An introduction to Snowplow

Snowplow self-identifies as a "best in-class data collection platform". We explore what this means, discussing what Snowplow does do and what it does not do. Get to know Snowplow's architecture, and whether it is a tool you need.

11 Mar 2020 · 16 min read · 3142 words

Snowplow truck at night Image by skeeze from Pixabay

Here’s a common scenario: you run a website and would like to know how your users use it. You look into Google Analytics 360. Do you want to give your business the tools you need to better understand its customers? Of course you do! Access to raw event data, insights based on all information as opposed to just a fraction of it? Sounds good! As you are getting ready to sign up, you notice Analytic’s price tag — starting at $150k / year. Gulp. What now? Certainly not all businesses can justify such a flabbergastingly high price.
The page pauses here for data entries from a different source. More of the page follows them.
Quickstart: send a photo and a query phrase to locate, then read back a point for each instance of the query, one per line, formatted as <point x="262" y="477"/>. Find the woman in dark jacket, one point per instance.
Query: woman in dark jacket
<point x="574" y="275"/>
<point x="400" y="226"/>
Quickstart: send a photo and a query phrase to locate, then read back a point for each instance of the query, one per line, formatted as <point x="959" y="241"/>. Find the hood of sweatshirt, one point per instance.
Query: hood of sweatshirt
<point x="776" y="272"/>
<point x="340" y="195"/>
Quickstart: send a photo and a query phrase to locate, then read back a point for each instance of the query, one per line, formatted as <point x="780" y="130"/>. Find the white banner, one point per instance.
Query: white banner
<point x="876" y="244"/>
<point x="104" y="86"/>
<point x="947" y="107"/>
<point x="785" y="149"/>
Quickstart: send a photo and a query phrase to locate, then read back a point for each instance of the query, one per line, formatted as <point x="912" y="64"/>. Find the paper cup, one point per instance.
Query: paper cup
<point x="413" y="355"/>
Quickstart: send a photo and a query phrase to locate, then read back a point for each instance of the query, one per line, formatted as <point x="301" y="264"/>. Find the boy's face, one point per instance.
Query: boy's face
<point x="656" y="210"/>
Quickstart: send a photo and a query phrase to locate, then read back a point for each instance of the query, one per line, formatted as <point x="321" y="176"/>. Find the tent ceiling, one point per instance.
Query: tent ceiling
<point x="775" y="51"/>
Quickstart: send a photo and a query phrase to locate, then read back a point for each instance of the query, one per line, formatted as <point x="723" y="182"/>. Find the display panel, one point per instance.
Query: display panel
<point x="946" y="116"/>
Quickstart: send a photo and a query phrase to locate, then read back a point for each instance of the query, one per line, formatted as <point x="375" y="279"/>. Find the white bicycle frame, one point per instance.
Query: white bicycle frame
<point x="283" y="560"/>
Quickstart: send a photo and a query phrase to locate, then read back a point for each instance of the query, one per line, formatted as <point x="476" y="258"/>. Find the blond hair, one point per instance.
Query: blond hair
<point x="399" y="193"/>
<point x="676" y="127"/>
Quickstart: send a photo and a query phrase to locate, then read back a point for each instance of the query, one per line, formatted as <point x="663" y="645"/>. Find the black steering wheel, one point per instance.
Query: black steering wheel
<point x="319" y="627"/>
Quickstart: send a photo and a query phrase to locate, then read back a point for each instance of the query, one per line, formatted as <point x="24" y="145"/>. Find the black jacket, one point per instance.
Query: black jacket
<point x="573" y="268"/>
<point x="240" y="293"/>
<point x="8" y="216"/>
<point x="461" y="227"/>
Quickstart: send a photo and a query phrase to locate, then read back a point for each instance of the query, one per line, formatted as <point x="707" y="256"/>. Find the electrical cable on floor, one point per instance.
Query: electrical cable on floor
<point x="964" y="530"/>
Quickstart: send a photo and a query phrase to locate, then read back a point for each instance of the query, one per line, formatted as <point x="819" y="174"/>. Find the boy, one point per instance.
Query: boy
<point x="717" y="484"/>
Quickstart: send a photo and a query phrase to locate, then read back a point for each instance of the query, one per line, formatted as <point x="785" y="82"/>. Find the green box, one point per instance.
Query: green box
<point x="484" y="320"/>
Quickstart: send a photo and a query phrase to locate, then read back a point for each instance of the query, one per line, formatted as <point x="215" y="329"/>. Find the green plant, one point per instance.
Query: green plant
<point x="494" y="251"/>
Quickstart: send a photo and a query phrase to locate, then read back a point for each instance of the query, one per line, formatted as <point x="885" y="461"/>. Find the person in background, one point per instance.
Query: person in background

Google Analytics 360 pricing screenshot

An alternative to Google Analytics that often pops up is Snowplow. Snowplow is a data collection platform actively developed by Snowplow Analytics. Snowplow can “collect” many kinds of telemetry data, but has a special place in its heart for clickstream data, offering many features relevant for web tracking out of the box.

Snowplow Analytics provides its platform in various formats, including as a managed service called Snowplow Insights. All of its core components are open-source and can be used for free in a build-it-yourself, self-managed way. You can have your own production-ready, scalable real-time data ingestion pipeline running in the public cloud for around $200 per month. Smaller deployments or dev deployments are possible too (using Snowplow Mini) at around $40 per month.

Snowplow can "collect" all sorts of telemetry data, but has a special place in its heart for clickstream events

Of course, such a simple price-based comparison of Snowplow and Google Analytics is not useful. The overlap between these products is actually surprisingly small. As someone who just deployed Snowplow to the Google Cloud, I know it took me a while to figure out whether Snowplow fulfilled our needs. This story introduces you to what Snowplow is, and whether it can be of use to you.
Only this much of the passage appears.